Romanowski v Yahr
2004 NY Slip Op 01865 [5 AD3d 985]
March 19, 2004
Appellate Division, Fourth Department
Published by New York State Law Reporting Bureau pursuant to Judiciary Law § 431.
As corrected through Wednesday, May 26, 2004


Sharon Romanowski, Respondent, v Clifford Yahr et al., Appellants.

Appeal from an order of the Supreme Court, Niagara County (Ralph A. Boniello, III, J.), entered February 26, 2003. The order denied defendants' motion for summary judgment dismissing the complaint in a personal injury action.

It is hereby ordered that the order so appealed from be and the same hereby is affirmed with costs.

Memorandum: Plaintiff commenced this action to recover damages for injuries she sustained when she slipped and fell on the front stairs of defendants' mobile home. Supreme Court properly denied defendants' motion for summary judgment dismissing the complaint. Defendants failed to meet their initial burden of demonstrating their entitlement to judgment as a matter of law (see CPLR 3212 [b]; see generally Zuckerman v City of New York, 49 NY2d 557, 562 [1980]). "[D]efendants submitted no evidence to demonstrate that the stairs were free of defects. Instead, defendants submitted the deposition testimony of plaintiff[ ] and claim that the testimony fails to establish a defect" (Feldman v Dombrowsky, 288 AD2d 605, 606 [2001]). "A moving party . . . does not meet its burden by noting gaps in [her] opponent's proof" (Orcutt v American Linen Supply Co., 212 AD2d 979, 980 [1995]). Further, even assuming, arguendo, that defendants met their initial burden on the motion, we conclude that the affidavit of plaintiff's expert is sufficient to raise an issue of fact whether plaintiff's accident resulted from the failure of the stairs to conform to the State Uniform Fire Prevention and Building Code (Building Code) (see former 9 NYCRR 713.1 [b] [4]). Violation of the Building Code constitutes some evidence of negligence (see Elliott v City of New York, 95 NY2d 730, 734-735 [2001]). It is for a jury to decide whether defendants violated the Building Code and, if so, whether that violation proximately caused plaintiff's accident.

All concur except Pigott, Jr., P.J., and Hurlbutt, J., who dissent and vote to reverse in accordance with the following memorandum.

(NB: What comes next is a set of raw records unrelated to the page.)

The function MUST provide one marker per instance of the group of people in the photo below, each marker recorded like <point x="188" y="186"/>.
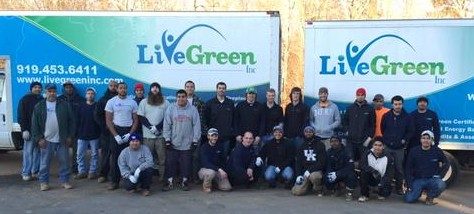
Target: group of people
<point x="229" y="145"/>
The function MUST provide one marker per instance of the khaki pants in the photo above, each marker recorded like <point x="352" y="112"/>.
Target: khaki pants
<point x="209" y="175"/>
<point x="157" y="149"/>
<point x="314" y="179"/>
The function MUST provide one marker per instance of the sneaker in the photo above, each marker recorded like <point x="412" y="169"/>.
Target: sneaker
<point x="363" y="199"/>
<point x="101" y="180"/>
<point x="80" y="176"/>
<point x="146" y="192"/>
<point x="185" y="186"/>
<point x="44" y="186"/>
<point x="167" y="186"/>
<point x="112" y="186"/>
<point x="91" y="176"/>
<point x="67" y="185"/>
<point x="430" y="201"/>
<point x="349" y="196"/>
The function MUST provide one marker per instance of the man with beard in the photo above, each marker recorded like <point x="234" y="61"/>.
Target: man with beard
<point x="151" y="112"/>
<point x="397" y="129"/>
<point x="71" y="96"/>
<point x="99" y="117"/>
<point x="122" y="120"/>
<point x="31" y="152"/>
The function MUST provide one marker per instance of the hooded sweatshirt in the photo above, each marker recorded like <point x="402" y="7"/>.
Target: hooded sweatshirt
<point x="324" y="119"/>
<point x="182" y="126"/>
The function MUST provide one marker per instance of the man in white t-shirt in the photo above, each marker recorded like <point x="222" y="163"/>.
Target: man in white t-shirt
<point x="151" y="112"/>
<point x="122" y="120"/>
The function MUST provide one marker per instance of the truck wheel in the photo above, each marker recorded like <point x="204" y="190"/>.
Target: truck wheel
<point x="451" y="174"/>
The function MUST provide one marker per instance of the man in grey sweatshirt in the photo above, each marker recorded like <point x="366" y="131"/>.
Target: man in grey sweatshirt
<point x="135" y="163"/>
<point x="324" y="117"/>
<point x="182" y="131"/>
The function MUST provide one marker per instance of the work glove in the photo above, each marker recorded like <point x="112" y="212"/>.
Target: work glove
<point x="332" y="177"/>
<point x="299" y="180"/>
<point x="277" y="170"/>
<point x="154" y="130"/>
<point x="132" y="179"/>
<point x="168" y="145"/>
<point x="306" y="174"/>
<point x="259" y="161"/>
<point x="118" y="139"/>
<point x="25" y="135"/>
<point x="126" y="137"/>
<point x="137" y="173"/>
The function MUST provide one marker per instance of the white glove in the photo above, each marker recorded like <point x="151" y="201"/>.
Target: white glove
<point x="153" y="130"/>
<point x="26" y="135"/>
<point x="118" y="139"/>
<point x="299" y="180"/>
<point x="125" y="138"/>
<point x="306" y="174"/>
<point x="277" y="170"/>
<point x="259" y="161"/>
<point x="367" y="141"/>
<point x="137" y="173"/>
<point x="132" y="179"/>
<point x="332" y="176"/>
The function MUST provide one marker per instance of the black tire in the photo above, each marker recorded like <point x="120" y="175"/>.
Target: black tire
<point x="451" y="174"/>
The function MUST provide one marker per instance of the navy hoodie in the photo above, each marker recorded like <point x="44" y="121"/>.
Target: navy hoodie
<point x="396" y="128"/>
<point x="424" y="163"/>
<point x="424" y="121"/>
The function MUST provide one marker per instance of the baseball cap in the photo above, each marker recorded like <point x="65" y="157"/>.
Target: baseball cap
<point x="360" y="91"/>
<point x="378" y="97"/>
<point x="278" y="128"/>
<point x="50" y="86"/>
<point x="139" y="86"/>
<point x="429" y="133"/>
<point x="212" y="131"/>
<point x="250" y="90"/>
<point x="134" y="137"/>
<point x="323" y="90"/>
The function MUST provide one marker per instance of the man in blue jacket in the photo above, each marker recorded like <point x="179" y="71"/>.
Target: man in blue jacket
<point x="423" y="170"/>
<point x="212" y="164"/>
<point x="397" y="129"/>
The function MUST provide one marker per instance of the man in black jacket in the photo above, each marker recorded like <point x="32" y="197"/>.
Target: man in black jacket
<point x="278" y="155"/>
<point x="397" y="129"/>
<point x="340" y="168"/>
<point x="296" y="117"/>
<point x="212" y="164"/>
<point x="424" y="119"/>
<point x="99" y="117"/>
<point x="241" y="164"/>
<point x="31" y="152"/>
<point x="310" y="163"/>
<point x="219" y="114"/>
<point x="74" y="99"/>
<point x="377" y="169"/>
<point x="423" y="170"/>
<point x="359" y="121"/>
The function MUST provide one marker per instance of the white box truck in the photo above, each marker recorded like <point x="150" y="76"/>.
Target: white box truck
<point x="92" y="48"/>
<point x="412" y="58"/>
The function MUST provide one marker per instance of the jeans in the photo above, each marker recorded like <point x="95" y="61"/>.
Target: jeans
<point x="433" y="186"/>
<point x="367" y="179"/>
<point x="178" y="161"/>
<point x="62" y="153"/>
<point x="144" y="180"/>
<point x="271" y="175"/>
<point x="82" y="146"/>
<point x="31" y="158"/>
<point x="399" y="155"/>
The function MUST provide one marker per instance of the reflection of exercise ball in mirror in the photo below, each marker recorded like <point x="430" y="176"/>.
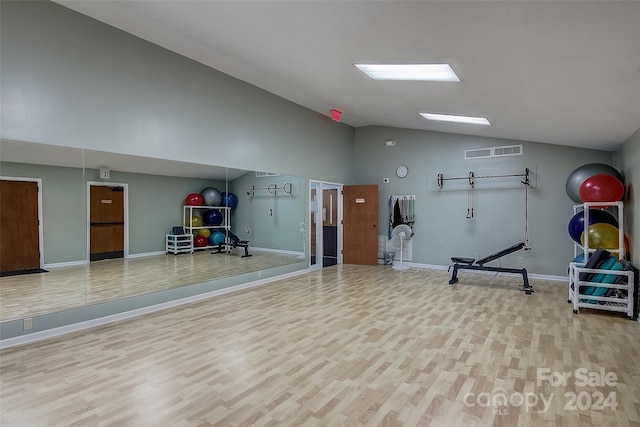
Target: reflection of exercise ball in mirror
<point x="211" y="196"/>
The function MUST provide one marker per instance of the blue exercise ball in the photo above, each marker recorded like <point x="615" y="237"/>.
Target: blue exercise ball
<point x="213" y="217"/>
<point x="216" y="238"/>
<point x="576" y="224"/>
<point x="211" y="196"/>
<point x="230" y="200"/>
<point x="584" y="172"/>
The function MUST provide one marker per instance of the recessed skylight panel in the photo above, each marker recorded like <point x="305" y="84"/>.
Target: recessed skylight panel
<point x="456" y="119"/>
<point x="411" y="72"/>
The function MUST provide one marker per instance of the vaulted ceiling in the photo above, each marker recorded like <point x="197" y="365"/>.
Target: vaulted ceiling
<point x="558" y="72"/>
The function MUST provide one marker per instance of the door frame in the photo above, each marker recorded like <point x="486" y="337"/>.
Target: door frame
<point x="38" y="182"/>
<point x="126" y="215"/>
<point x="320" y="186"/>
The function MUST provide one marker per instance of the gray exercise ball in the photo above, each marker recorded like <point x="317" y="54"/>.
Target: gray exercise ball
<point x="580" y="175"/>
<point x="211" y="196"/>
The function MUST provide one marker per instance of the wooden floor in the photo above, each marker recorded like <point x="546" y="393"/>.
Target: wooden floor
<point x="67" y="287"/>
<point x="343" y="346"/>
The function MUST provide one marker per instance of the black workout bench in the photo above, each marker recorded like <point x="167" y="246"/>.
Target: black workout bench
<point x="234" y="242"/>
<point x="462" y="263"/>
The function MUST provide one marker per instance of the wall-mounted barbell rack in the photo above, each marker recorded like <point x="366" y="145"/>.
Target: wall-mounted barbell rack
<point x="286" y="188"/>
<point x="471" y="178"/>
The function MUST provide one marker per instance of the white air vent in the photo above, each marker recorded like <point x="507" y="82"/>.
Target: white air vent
<point x="508" y="150"/>
<point x="477" y="154"/>
<point x="481" y="153"/>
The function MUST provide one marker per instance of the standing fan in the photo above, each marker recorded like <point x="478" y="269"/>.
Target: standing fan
<point x="402" y="232"/>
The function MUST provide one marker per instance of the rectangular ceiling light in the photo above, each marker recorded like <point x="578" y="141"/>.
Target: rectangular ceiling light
<point x="415" y="72"/>
<point x="456" y="119"/>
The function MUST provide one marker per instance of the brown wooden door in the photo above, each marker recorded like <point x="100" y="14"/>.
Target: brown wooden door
<point x="107" y="222"/>
<point x="19" y="232"/>
<point x="360" y="229"/>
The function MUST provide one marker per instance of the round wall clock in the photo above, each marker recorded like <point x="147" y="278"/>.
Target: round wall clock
<point x="402" y="171"/>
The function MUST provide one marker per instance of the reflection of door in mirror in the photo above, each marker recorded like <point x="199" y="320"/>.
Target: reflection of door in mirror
<point x="329" y="226"/>
<point x="19" y="226"/>
<point x="313" y="204"/>
<point x="107" y="222"/>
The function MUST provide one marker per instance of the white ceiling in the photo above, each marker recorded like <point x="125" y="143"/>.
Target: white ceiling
<point x="558" y="72"/>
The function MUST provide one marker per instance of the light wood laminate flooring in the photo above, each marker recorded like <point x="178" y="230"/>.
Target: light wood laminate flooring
<point x="62" y="288"/>
<point x="342" y="346"/>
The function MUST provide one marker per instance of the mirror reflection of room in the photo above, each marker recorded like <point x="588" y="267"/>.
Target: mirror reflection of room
<point x="107" y="223"/>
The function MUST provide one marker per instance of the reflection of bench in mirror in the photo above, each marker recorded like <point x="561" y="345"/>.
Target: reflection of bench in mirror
<point x="232" y="242"/>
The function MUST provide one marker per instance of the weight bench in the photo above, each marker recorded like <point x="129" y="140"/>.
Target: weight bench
<point x="461" y="263"/>
<point x="234" y="242"/>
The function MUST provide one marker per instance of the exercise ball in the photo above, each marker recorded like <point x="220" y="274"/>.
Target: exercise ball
<point x="200" y="241"/>
<point x="213" y="217"/>
<point x="204" y="232"/>
<point x="576" y="224"/>
<point x="216" y="238"/>
<point x="211" y="196"/>
<point x="578" y="176"/>
<point x="579" y="258"/>
<point x="196" y="221"/>
<point x="601" y="188"/>
<point x="602" y="235"/>
<point x="230" y="200"/>
<point x="194" y="199"/>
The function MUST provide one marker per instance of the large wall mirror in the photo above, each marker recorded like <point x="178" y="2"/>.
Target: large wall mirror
<point x="74" y="239"/>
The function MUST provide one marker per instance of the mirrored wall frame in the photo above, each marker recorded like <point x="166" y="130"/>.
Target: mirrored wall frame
<point x="146" y="274"/>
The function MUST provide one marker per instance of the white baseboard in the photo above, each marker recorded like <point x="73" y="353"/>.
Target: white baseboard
<point x="278" y="251"/>
<point x="145" y="254"/>
<point x="63" y="330"/>
<point x="64" y="264"/>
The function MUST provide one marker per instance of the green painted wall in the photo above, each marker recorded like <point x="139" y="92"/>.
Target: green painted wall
<point x="73" y="81"/>
<point x="155" y="204"/>
<point x="627" y="159"/>
<point x="273" y="222"/>
<point x="441" y="229"/>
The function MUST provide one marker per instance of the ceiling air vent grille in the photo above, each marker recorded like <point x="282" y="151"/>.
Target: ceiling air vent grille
<point x="482" y="153"/>
<point x="508" y="150"/>
<point x="478" y="153"/>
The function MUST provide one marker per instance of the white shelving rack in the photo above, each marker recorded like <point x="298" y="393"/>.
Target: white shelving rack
<point x="622" y="300"/>
<point x="189" y="211"/>
<point x="179" y="243"/>
<point x="620" y="295"/>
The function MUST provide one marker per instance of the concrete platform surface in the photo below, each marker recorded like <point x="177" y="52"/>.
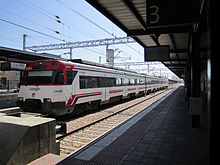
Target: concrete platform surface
<point x="160" y="135"/>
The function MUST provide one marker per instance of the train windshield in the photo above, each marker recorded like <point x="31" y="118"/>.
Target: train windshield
<point x="43" y="77"/>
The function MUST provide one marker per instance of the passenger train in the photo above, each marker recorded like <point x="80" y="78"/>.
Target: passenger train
<point x="57" y="87"/>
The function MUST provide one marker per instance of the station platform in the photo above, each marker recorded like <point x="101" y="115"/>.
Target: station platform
<point x="161" y="134"/>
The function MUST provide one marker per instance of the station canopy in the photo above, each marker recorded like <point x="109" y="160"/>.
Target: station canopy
<point x="158" y="24"/>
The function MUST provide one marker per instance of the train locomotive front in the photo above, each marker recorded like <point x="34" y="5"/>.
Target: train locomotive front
<point x="46" y="87"/>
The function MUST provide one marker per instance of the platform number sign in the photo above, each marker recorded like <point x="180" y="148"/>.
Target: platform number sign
<point x="171" y="12"/>
<point x="154" y="12"/>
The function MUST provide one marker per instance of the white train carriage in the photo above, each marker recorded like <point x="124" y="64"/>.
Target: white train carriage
<point x="59" y="87"/>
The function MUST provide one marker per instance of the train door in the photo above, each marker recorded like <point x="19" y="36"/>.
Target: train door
<point x="71" y="84"/>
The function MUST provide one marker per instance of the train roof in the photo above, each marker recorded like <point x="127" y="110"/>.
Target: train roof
<point x="80" y="61"/>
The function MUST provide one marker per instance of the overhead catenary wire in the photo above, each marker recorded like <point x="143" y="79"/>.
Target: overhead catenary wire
<point x="27" y="28"/>
<point x="81" y="15"/>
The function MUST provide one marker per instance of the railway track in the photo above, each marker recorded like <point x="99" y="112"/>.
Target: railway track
<point x="81" y="134"/>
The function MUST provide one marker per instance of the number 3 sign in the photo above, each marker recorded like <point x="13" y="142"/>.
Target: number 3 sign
<point x="171" y="12"/>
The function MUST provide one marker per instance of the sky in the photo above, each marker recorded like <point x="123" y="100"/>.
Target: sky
<point x="59" y="21"/>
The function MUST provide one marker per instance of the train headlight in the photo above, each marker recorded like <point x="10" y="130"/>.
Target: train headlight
<point x="47" y="100"/>
<point x="20" y="98"/>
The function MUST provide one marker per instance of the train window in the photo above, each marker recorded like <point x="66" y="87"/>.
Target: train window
<point x="101" y="81"/>
<point x="110" y="82"/>
<point x="70" y="76"/>
<point x="83" y="81"/>
<point x="125" y="81"/>
<point x="141" y="81"/>
<point x="118" y="82"/>
<point x="132" y="81"/>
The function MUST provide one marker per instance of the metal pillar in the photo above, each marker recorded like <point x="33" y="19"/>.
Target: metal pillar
<point x="195" y="65"/>
<point x="71" y="53"/>
<point x="195" y="100"/>
<point x="24" y="41"/>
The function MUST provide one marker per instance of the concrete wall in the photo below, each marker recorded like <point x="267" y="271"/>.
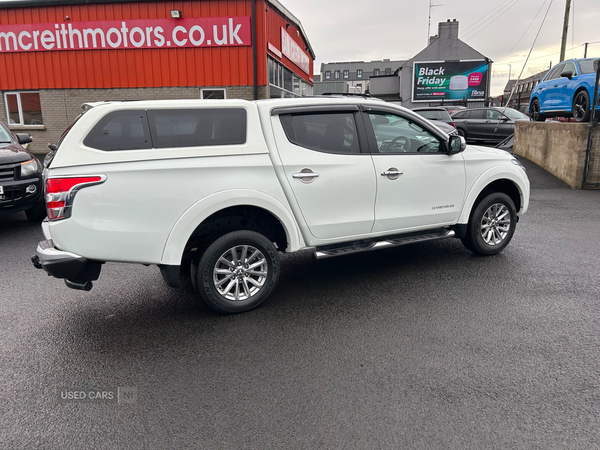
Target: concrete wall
<point x="559" y="148"/>
<point x="61" y="106"/>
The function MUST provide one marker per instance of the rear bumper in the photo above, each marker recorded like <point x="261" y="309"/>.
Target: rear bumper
<point x="61" y="264"/>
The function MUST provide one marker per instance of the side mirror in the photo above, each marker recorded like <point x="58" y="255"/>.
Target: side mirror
<point x="23" y="138"/>
<point x="567" y="74"/>
<point x="456" y="144"/>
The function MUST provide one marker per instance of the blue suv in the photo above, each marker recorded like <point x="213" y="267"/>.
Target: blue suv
<point x="565" y="91"/>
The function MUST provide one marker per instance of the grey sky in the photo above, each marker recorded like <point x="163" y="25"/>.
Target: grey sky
<point x="359" y="30"/>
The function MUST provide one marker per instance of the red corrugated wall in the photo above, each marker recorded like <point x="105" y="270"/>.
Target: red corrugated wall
<point x="225" y="66"/>
<point x="274" y="22"/>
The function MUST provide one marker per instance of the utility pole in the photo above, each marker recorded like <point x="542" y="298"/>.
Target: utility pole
<point x="563" y="44"/>
<point x="431" y="5"/>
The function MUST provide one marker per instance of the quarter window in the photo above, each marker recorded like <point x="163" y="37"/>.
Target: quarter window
<point x="395" y="134"/>
<point x="197" y="127"/>
<point x="120" y="130"/>
<point x="23" y="108"/>
<point x="328" y="132"/>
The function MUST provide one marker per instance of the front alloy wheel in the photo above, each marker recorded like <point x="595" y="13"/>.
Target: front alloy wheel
<point x="581" y="107"/>
<point x="495" y="224"/>
<point x="491" y="225"/>
<point x="236" y="272"/>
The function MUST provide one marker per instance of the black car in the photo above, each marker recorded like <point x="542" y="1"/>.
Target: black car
<point x="486" y="124"/>
<point x="21" y="186"/>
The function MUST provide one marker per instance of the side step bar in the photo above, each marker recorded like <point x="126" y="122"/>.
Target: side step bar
<point x="359" y="247"/>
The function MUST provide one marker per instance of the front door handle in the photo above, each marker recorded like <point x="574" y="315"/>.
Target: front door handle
<point x="305" y="175"/>
<point x="392" y="173"/>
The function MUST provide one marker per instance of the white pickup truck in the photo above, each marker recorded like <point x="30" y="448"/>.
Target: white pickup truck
<point x="219" y="187"/>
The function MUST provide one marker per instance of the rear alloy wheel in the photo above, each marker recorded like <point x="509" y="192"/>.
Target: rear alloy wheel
<point x="492" y="225"/>
<point x="581" y="107"/>
<point x="534" y="111"/>
<point x="237" y="271"/>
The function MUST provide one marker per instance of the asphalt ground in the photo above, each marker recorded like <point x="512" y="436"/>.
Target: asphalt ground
<point x="424" y="346"/>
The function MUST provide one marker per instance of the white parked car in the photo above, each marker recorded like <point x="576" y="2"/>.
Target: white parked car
<point x="225" y="185"/>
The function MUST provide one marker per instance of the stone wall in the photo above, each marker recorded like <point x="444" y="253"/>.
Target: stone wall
<point x="559" y="148"/>
<point x="61" y="106"/>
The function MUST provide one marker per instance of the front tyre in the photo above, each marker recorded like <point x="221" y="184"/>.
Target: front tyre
<point x="492" y="225"/>
<point x="237" y="271"/>
<point x="581" y="107"/>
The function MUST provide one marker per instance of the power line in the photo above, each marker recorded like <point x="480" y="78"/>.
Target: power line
<point x="529" y="54"/>
<point x="489" y="22"/>
<point x="523" y="35"/>
<point x="548" y="54"/>
<point x="483" y="17"/>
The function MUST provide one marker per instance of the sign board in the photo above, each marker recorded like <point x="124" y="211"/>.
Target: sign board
<point x="126" y="34"/>
<point x="456" y="80"/>
<point x="293" y="52"/>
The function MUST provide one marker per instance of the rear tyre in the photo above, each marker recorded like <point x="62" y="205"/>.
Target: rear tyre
<point x="534" y="111"/>
<point x="236" y="272"/>
<point x="37" y="212"/>
<point x="581" y="107"/>
<point x="492" y="225"/>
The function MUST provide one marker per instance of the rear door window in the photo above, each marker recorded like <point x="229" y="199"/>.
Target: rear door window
<point x="197" y="127"/>
<point x="120" y="130"/>
<point x="328" y="132"/>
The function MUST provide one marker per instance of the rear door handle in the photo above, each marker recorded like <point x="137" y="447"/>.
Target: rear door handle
<point x="305" y="175"/>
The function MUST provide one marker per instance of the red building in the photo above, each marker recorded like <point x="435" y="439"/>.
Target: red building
<point x="59" y="54"/>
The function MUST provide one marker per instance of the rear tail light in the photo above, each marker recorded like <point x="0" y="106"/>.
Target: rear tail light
<point x="60" y="193"/>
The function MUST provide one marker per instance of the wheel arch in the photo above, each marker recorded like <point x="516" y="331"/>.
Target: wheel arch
<point x="234" y="209"/>
<point x="507" y="183"/>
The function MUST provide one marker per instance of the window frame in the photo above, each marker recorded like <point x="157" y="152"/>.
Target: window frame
<point x="20" y="110"/>
<point x="286" y="113"/>
<point x="107" y="118"/>
<point x="420" y="121"/>
<point x="202" y="90"/>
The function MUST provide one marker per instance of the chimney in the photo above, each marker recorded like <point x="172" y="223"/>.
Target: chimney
<point x="448" y="30"/>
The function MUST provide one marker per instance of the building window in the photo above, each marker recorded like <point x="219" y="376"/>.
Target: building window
<point x="23" y="108"/>
<point x="283" y="83"/>
<point x="212" y="94"/>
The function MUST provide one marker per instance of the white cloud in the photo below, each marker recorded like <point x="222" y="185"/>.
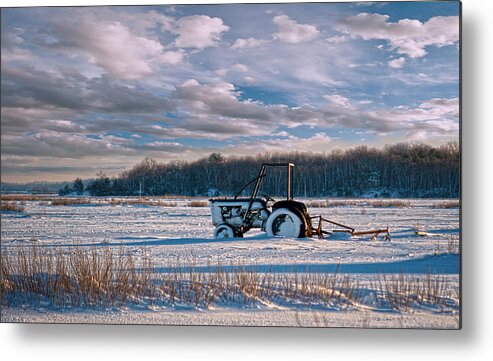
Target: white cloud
<point x="292" y="32"/>
<point x="114" y="46"/>
<point x="248" y="43"/>
<point x="408" y="37"/>
<point x="397" y="63"/>
<point x="338" y="100"/>
<point x="199" y="31"/>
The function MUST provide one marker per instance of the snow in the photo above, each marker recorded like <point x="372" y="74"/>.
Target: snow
<point x="167" y="233"/>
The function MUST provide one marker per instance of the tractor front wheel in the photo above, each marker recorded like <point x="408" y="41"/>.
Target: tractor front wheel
<point x="285" y="223"/>
<point x="224" y="231"/>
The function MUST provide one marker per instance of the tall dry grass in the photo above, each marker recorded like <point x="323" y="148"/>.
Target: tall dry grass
<point x="11" y="207"/>
<point x="38" y="276"/>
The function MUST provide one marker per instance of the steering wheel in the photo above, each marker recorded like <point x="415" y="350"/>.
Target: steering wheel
<point x="267" y="198"/>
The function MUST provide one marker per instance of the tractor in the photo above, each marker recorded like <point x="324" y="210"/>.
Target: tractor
<point x="233" y="217"/>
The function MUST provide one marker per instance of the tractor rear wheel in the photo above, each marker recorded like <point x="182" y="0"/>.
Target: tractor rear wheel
<point x="285" y="223"/>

Pigott, Jr., P.J., and Hurlbutt, J. (dissenting). We respectfully dissent. In support of their summary judgment motion, defendants submitted the deposition testimony of plaintiff that she did not know what caused her to fall; that her foot did not slip; that she did not trip or stub her toe; and that she could not remember whether she "missed a step." Contrary to the conclusion of the majority, that evidence is sufficient to establish defendants' entitlement to summary judgment dismissing the complaint, because it "demonstrat[es] that any determination as to what caused the plaintiff to fall would be based on speculation" (Koller v Leone, 299 AD2d 396, 397 [2002]; see Curran v Esposito, 308 AD2d 428, 429 [2003]; Zimmerman v Yuskevich, 306 AD2d 403 [2003]; see also Novoni v La Parma Corp., 278 AD2d 393 [2000]). Contrary to the further conclusion of the majority, the affidavit of plaintiff's expert does not raise an issue of fact whether the alleged building code violation was a proximate cause of plaintiff's fall. Rather, the expert's assertion that the out-of-level stair treads may have contributed to plaintiff's fall "was not based on admissible evidence in the record, was purely speculative, and was insufficient to raise a triable issue of fact" (Koller, 299 AD2d at 397; see Curran, 308 AD2d at 429; see also Bitterman v Grotyohann, 295 AD2d 383, 384 [2002]; cf. Feldman v Dombrowsky, 288 AD2d 605, 606 [2001]). We would therefore reverse the order, grant defendants' motion and dismiss the complaint. Present—Pigott, Jr., P.J., Green, Hurlbutt, Gorski and Lawton, JJ.